But when the Superbowl is over, I want this guy off the airwaves at LEAST until preseason games in August. I mean, this clown is basically unwatchable when you know there's some kind of payoff following his witless blather. When it's just another commercial for plastic food aimed at wealthy people who don't get that whole grains, fruits, vegetables and exercise are all you need to maintain a healthy body weight? PASS!

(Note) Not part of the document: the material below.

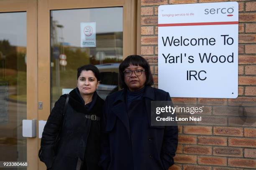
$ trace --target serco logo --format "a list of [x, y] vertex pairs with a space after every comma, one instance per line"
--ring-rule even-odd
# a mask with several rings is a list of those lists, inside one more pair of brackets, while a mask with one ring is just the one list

Hey, Terry- playtime is August to February, ok? Nobody gives a flying damn about you or your life when you aren't discussing the upcoming football game. (Why anyone would be interested in you or your life while you ARE discussing the upcoming football game, I can't explain. Then again, I can't remember the last time I heard you talking about anything remotely connected to football. But maybe that's because I don't understand Bradshawese- or have just trained myself to tune out your "funny" ravings.) I don't care how you used to be a fat moron and now, after only a few months of living off of processed food product delivered right to your door, you are now a somewhat less fat moron. Then again, I don't care that you were an All Star Quarterback several decades ago. All I know is what you are now- a foaming-at-the-mouth attention junkie who enjoys yukking it up with your fellow millionaire grinning marionettes in a studio for 25 minutes before each game. Talking about almost anything except football.

So please, stay off my television until around Labor Day, ok? Hey, it will give you more time with your mirror. And to contemplate a well-deserved retirement. Just a thought.